BeitragSa 26. Mär 2022, 20:10

Als ich als Student „Alles über Wein“ gelesen und sehnsüchtig erwartet hatte, wofür mich meine Freunde derbe aufzogen (Recht hatten sie: Ein furchtbar bieder-elitäres Hochglanzmagazin, in dem aber dann doch immer wieder tolle Tipps vom Team Diel/Payne zu finden waren), gab es für mich ein Weingut, das im klassischen Sinn romantische Assoziationen weckte: Chateau Musar. Allein der Libanon als Ursprung schien mir „jenseitig“ zu sein. Leisten konnte ich mir den Wein nicht und bis zum heutigen Tag hatte ich ihn noch nicht im Glas.
Jetzt hat mich Carsten eingeladen, an einem reifen Exemplar teilzuhaben, und um das Fazit vorwegzunehmen: Ich bin mehr als dankbar dafür! Heute habe ich mit dem 98er eines meiner schönsten Weinerlebnisse überhaupt!

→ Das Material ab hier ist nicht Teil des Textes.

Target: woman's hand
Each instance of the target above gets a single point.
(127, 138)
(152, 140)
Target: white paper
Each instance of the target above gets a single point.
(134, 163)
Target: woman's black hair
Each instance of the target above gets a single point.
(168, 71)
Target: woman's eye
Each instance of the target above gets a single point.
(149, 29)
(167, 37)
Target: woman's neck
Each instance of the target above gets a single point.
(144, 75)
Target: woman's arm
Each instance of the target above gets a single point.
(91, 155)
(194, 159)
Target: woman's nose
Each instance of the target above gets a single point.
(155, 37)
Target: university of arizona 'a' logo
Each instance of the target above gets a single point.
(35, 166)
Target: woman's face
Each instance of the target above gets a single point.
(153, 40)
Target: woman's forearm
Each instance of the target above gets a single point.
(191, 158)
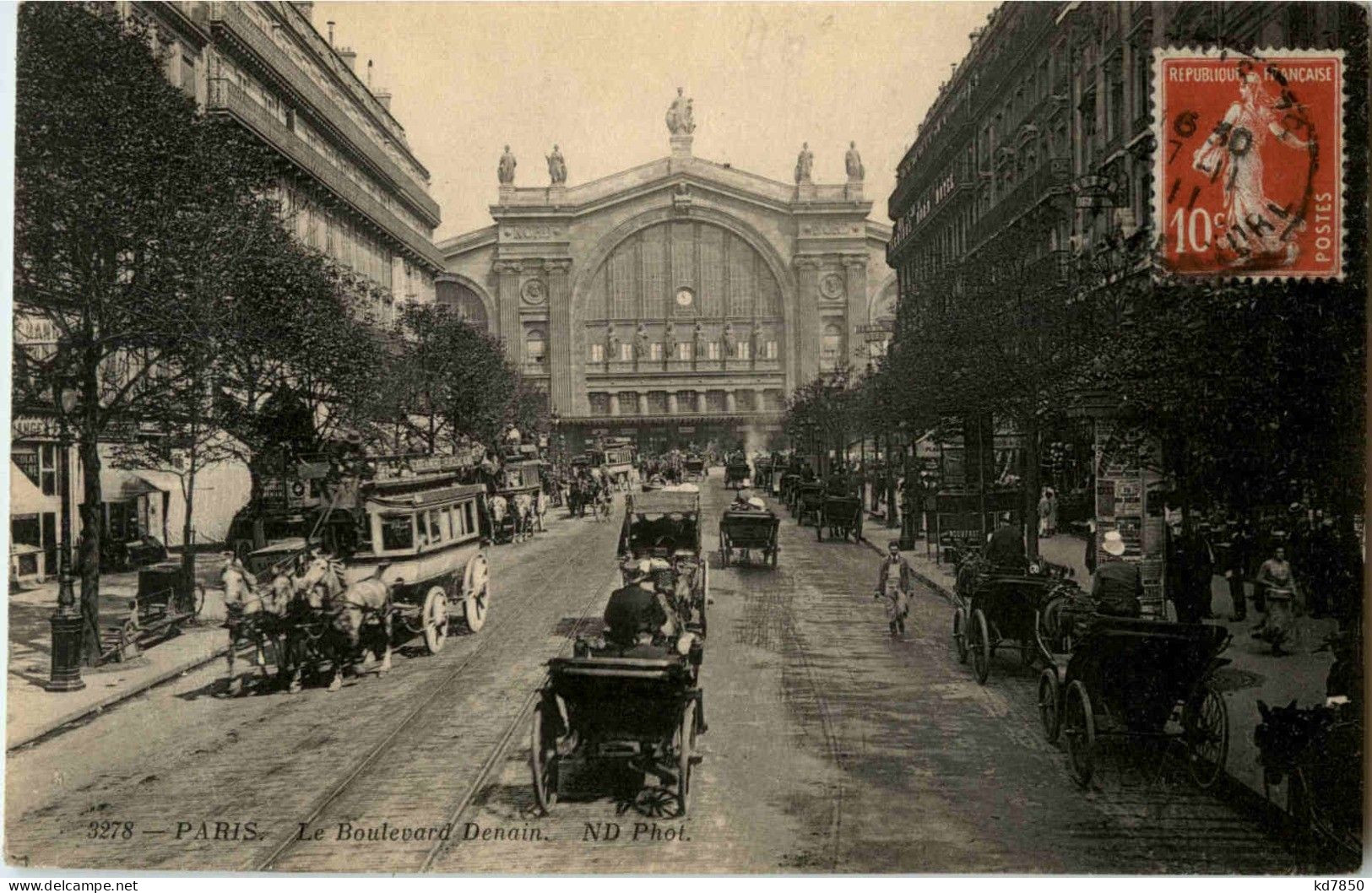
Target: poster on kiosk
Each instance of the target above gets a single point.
(1130, 500)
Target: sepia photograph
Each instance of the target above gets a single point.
(645, 438)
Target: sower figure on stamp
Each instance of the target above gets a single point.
(893, 586)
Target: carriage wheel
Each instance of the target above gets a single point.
(959, 634)
(1079, 726)
(478, 596)
(980, 647)
(434, 618)
(1205, 722)
(542, 763)
(1049, 713)
(685, 750)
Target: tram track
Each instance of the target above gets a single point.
(361, 776)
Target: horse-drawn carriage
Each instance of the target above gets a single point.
(399, 549)
(994, 608)
(1145, 680)
(810, 501)
(638, 713)
(518, 504)
(744, 531)
(737, 472)
(615, 460)
(166, 600)
(841, 513)
(665, 524)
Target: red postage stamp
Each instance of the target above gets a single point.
(1249, 173)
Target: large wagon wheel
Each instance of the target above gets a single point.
(685, 750)
(1205, 722)
(959, 634)
(1079, 726)
(980, 647)
(1049, 712)
(542, 760)
(476, 592)
(434, 619)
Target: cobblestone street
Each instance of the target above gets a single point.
(830, 746)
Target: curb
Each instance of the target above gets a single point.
(61, 724)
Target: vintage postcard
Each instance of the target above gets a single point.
(687, 438)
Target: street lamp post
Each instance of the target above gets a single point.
(65, 674)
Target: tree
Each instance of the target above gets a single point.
(452, 380)
(121, 193)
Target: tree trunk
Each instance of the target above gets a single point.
(1032, 483)
(92, 534)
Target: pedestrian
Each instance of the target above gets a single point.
(1117, 585)
(1279, 581)
(893, 586)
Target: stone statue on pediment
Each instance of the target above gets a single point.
(681, 118)
(852, 160)
(557, 168)
(805, 164)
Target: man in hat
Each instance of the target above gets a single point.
(1117, 586)
(637, 612)
(893, 585)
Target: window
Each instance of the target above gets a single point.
(535, 347)
(188, 74)
(48, 469)
(397, 533)
(830, 349)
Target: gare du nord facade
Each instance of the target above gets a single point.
(678, 302)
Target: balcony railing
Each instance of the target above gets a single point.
(230, 98)
(241, 25)
(1049, 179)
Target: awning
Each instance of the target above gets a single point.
(25, 497)
(122, 486)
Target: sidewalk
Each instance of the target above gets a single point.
(32, 711)
(1251, 674)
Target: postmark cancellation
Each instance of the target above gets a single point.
(1249, 164)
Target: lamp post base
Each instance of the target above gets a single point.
(66, 653)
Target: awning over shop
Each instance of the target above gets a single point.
(25, 497)
(122, 486)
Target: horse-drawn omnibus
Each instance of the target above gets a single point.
(417, 524)
(615, 458)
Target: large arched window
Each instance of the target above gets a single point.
(463, 300)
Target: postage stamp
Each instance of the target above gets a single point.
(1249, 171)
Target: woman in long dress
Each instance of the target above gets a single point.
(1239, 140)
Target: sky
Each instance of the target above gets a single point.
(596, 78)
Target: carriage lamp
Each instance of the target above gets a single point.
(66, 622)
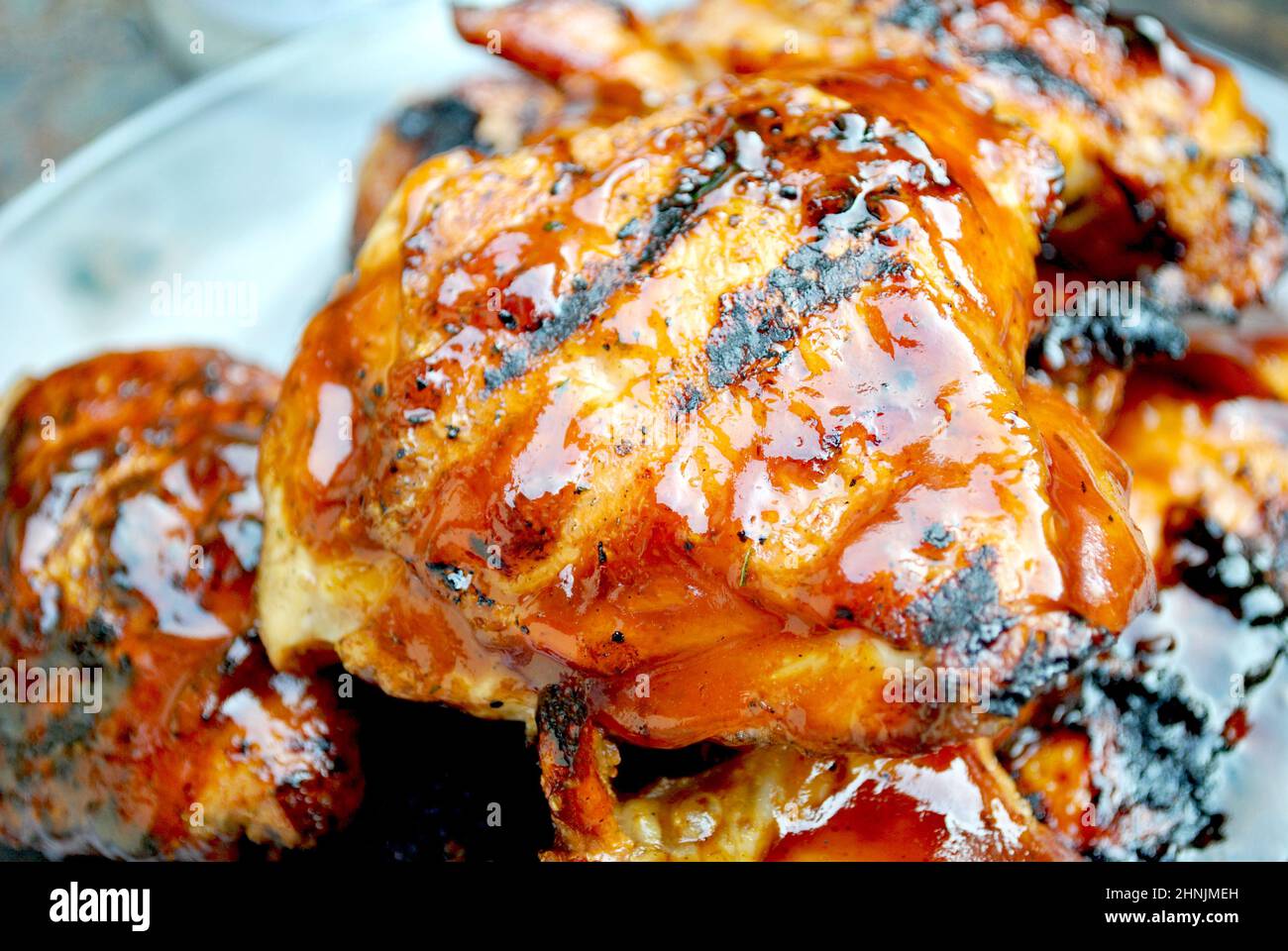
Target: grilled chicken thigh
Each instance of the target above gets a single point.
(1166, 171)
(487, 115)
(720, 409)
(129, 538)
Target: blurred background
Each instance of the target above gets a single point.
(72, 68)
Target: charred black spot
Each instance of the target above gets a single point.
(1028, 65)
(455, 578)
(921, 16)
(965, 611)
(562, 710)
(438, 125)
(674, 215)
(938, 536)
(1158, 762)
(1240, 575)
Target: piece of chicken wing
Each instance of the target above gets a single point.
(488, 115)
(129, 539)
(778, 804)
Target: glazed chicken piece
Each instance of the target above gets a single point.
(1173, 740)
(485, 115)
(1166, 171)
(778, 804)
(129, 536)
(721, 410)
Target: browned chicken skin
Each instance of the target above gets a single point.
(1166, 170)
(487, 115)
(129, 538)
(721, 409)
(1136, 755)
(780, 804)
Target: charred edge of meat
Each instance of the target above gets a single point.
(756, 321)
(643, 766)
(562, 711)
(1162, 757)
(437, 125)
(1037, 669)
(1103, 328)
(673, 217)
(1240, 575)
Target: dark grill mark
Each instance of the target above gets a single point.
(1102, 329)
(965, 611)
(438, 125)
(1024, 63)
(562, 710)
(674, 215)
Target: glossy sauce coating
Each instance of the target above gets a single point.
(129, 538)
(729, 397)
(778, 804)
(1167, 170)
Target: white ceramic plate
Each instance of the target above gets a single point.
(240, 184)
(245, 182)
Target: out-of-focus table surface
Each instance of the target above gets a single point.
(72, 68)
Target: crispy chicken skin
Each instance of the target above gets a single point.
(488, 115)
(129, 536)
(1131, 758)
(778, 804)
(1166, 170)
(720, 409)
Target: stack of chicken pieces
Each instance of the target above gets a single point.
(857, 396)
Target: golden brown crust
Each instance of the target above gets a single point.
(721, 407)
(485, 115)
(129, 538)
(778, 804)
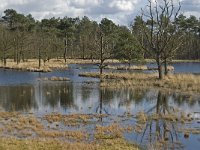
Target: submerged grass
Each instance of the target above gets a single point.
(32, 65)
(179, 82)
(25, 131)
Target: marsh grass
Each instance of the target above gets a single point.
(25, 131)
(179, 82)
(32, 65)
(136, 67)
(54, 78)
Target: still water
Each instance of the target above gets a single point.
(22, 91)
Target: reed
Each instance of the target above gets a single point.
(179, 82)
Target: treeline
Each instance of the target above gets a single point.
(22, 37)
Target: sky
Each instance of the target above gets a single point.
(121, 12)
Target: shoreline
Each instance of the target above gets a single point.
(189, 83)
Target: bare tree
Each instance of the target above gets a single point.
(160, 31)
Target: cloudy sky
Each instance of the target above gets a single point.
(120, 11)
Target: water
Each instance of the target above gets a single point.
(22, 91)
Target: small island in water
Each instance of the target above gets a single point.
(80, 83)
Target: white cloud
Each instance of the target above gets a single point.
(120, 11)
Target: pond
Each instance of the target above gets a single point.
(23, 92)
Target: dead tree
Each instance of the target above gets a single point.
(159, 30)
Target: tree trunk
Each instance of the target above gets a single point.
(39, 57)
(4, 58)
(166, 70)
(65, 51)
(159, 64)
(101, 57)
(83, 56)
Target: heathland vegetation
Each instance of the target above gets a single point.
(161, 33)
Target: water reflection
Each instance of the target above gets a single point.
(160, 133)
(82, 98)
(17, 98)
(70, 97)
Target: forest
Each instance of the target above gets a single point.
(23, 37)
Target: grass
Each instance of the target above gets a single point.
(25, 131)
(54, 78)
(179, 82)
(136, 67)
(32, 65)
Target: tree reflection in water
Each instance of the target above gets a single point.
(160, 132)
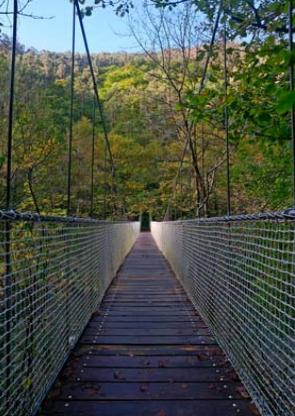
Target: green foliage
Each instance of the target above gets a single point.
(146, 114)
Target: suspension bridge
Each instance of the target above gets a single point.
(194, 317)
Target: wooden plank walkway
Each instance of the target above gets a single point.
(146, 352)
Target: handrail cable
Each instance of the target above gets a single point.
(201, 86)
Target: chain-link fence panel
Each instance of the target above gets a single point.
(239, 272)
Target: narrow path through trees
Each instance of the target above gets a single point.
(146, 351)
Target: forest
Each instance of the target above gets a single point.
(166, 117)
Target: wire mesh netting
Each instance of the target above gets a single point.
(54, 272)
(239, 273)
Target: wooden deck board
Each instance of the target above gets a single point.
(146, 352)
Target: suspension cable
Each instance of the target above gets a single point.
(100, 108)
(226, 117)
(291, 82)
(8, 271)
(70, 145)
(11, 107)
(201, 86)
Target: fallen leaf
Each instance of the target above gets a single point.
(161, 413)
(162, 364)
(242, 392)
(254, 410)
(143, 388)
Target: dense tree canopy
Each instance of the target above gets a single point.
(154, 106)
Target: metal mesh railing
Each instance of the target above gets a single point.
(54, 272)
(239, 273)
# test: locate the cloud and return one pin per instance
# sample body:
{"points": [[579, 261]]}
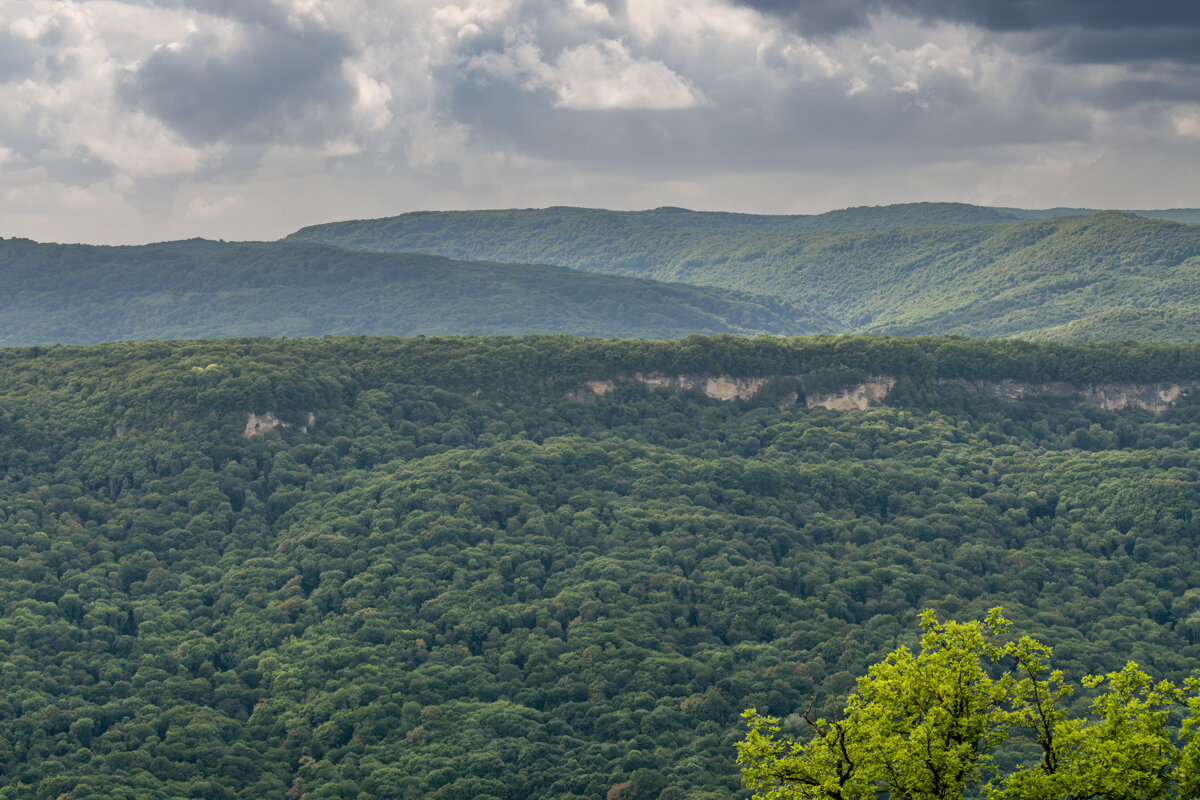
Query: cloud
{"points": [[595, 76], [247, 79], [177, 118]]}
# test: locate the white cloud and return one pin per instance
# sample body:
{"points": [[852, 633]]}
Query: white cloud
{"points": [[597, 76], [125, 121]]}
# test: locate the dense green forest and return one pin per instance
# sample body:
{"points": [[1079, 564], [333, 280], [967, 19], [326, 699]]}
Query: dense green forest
{"points": [[78, 294], [451, 581], [916, 269], [905, 270]]}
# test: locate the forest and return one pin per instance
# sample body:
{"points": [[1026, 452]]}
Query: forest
{"points": [[445, 578], [79, 294], [922, 269], [916, 269]]}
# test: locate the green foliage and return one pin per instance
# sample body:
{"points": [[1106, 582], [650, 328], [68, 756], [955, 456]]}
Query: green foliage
{"points": [[455, 581], [903, 270], [925, 727], [83, 294]]}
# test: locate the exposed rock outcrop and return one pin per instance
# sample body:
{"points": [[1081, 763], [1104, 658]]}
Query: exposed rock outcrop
{"points": [[262, 423], [1153, 397], [870, 392], [874, 391]]}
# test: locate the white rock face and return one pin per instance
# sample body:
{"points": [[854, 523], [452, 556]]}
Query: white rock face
{"points": [[874, 391], [259, 425], [870, 392], [1113, 397]]}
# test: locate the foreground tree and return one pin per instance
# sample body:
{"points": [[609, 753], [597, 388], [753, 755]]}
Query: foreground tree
{"points": [[924, 727]]}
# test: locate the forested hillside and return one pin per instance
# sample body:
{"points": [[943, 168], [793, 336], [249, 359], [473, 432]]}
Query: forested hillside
{"points": [[82, 294], [443, 578], [907, 270]]}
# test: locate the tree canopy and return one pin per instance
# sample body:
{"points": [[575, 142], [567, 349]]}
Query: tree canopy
{"points": [[936, 723]]}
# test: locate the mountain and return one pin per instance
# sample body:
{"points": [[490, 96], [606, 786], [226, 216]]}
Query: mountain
{"points": [[379, 567], [82, 294], [1003, 278]]}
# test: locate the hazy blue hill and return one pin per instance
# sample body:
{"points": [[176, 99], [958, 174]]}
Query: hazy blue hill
{"points": [[81, 294], [975, 280], [1163, 324]]}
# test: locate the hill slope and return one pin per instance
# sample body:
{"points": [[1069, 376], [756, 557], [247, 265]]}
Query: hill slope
{"points": [[1006, 278], [444, 579], [81, 294]]}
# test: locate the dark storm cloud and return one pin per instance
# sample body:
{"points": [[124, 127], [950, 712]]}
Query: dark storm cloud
{"points": [[275, 82], [823, 17]]}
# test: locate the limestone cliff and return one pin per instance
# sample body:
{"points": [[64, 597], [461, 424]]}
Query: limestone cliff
{"points": [[874, 391]]}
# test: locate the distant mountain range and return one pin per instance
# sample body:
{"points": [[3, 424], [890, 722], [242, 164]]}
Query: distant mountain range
{"points": [[201, 289], [911, 269], [922, 268]]}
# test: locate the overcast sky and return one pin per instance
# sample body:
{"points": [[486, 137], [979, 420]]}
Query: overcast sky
{"points": [[246, 119]]}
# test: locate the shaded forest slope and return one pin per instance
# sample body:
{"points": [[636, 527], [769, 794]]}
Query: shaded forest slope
{"points": [[909, 270], [451, 581]]}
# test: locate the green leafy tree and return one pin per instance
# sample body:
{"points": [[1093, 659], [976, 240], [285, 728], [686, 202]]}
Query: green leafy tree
{"points": [[925, 726]]}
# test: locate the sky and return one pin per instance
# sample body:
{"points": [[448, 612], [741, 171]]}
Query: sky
{"points": [[125, 122]]}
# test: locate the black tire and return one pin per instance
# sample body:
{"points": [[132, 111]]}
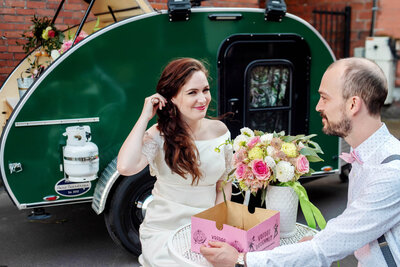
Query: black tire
{"points": [[123, 215], [344, 173]]}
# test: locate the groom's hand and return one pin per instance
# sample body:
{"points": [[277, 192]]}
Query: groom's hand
{"points": [[220, 254]]}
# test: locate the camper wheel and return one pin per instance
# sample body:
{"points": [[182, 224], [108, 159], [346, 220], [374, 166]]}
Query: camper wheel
{"points": [[126, 210]]}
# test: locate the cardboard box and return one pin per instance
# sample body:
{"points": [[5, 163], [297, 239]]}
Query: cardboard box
{"points": [[232, 223]]}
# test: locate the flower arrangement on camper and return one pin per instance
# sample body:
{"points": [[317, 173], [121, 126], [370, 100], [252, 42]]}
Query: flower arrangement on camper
{"points": [[42, 33], [262, 159]]}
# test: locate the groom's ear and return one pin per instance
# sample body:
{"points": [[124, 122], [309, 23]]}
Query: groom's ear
{"points": [[354, 105]]}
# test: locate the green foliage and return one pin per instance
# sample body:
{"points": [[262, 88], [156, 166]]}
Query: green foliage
{"points": [[35, 36]]}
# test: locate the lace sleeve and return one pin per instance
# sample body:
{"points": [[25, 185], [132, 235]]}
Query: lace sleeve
{"points": [[150, 149], [228, 151]]}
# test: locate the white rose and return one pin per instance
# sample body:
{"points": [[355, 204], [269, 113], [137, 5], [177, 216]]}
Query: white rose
{"points": [[266, 138], [270, 151], [240, 140], [247, 131], [284, 171], [270, 161]]}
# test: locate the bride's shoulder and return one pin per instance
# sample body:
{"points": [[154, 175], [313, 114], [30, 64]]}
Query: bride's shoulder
{"points": [[218, 127], [153, 133]]}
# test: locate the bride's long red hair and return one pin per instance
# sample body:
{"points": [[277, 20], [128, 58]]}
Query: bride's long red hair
{"points": [[181, 154]]}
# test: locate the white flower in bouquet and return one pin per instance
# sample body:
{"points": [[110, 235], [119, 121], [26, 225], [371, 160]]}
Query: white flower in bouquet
{"points": [[271, 151], [247, 132], [270, 162], [266, 138], [240, 141], [284, 171]]}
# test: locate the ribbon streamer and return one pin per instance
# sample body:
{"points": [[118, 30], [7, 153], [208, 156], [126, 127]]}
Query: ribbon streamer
{"points": [[311, 213]]}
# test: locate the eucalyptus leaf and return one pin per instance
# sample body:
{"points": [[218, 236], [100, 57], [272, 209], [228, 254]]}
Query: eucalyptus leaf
{"points": [[258, 133], [307, 151], [317, 148], [314, 159], [308, 137]]}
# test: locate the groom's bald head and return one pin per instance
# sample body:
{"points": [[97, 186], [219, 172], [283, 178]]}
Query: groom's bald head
{"points": [[362, 77]]}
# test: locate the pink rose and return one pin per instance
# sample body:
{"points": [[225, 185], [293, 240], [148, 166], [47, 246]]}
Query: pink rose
{"points": [[81, 36], [239, 156], [65, 46], [253, 141], [51, 34], [302, 164], [260, 169], [241, 171]]}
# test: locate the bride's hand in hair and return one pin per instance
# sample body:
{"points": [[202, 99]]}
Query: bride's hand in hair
{"points": [[151, 104]]}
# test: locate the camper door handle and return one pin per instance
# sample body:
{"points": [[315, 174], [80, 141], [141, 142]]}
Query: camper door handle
{"points": [[232, 105]]}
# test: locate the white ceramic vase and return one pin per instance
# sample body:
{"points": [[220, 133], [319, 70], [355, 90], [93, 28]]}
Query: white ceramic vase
{"points": [[285, 200]]}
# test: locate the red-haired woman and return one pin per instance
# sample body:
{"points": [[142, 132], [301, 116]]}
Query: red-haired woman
{"points": [[180, 152]]}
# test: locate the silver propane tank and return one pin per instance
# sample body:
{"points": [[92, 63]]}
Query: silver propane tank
{"points": [[81, 157]]}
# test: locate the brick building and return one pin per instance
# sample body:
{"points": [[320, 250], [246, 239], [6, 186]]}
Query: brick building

Carsten hat den Wein aus zwei Flaschen abgefüllt und gleich angekündigt, dass er deutliche Flaschenvarianzen sieht. So auch ich…
Die erste Flasche wunderbar ätherisch, mit einer für mich völlig unbekannten Duftkomposition, die ich keiner Rebsorte zuordnen könnte (am ehesten reifem Nebbiolo), deutlich und herrlich rotfruchtig, gerösteter Sesam, aber insgesamt extrem verwoben und für mich nicht wirklich in einzelne Komponenten zerlegbar, als Gesamteindruck durchaus etwas orientalisch, aber nicht so, wie ich das für mich sonst im Kontext von Weinen aus der Rioja verwende. Ich kann meine Eindrücke einfach nicht angemessen kommunizieren. Die zweite Flasche zeigt für mich etwas Kuhstall, aber nicht unangenehm, eher etwas verstörend, was aber ganz und gar nicht abwertend gemeint ist, weil die Aromatik nur als sanfter Oberton stehen bleibt.
Im Mund unerwartet zart, sehr feminin, aber dennoch mit großer, schlanker (sic!) Intensität. Ich liebe das! Im besten Sinne tertiär, ganz wunderbar, schwebend und fein mit herrlich abgeschmolzenem Tannin und vordergründig zurückhaltender, aber sehr edler und letztlich den Wein wunderbar aufrichtender Säure. Die 2. Flasche ist etwas extraktsüßer und gewichtiger, auch etwas fahriger und weniger beschwingt-expressiv, dennoch wunderschön.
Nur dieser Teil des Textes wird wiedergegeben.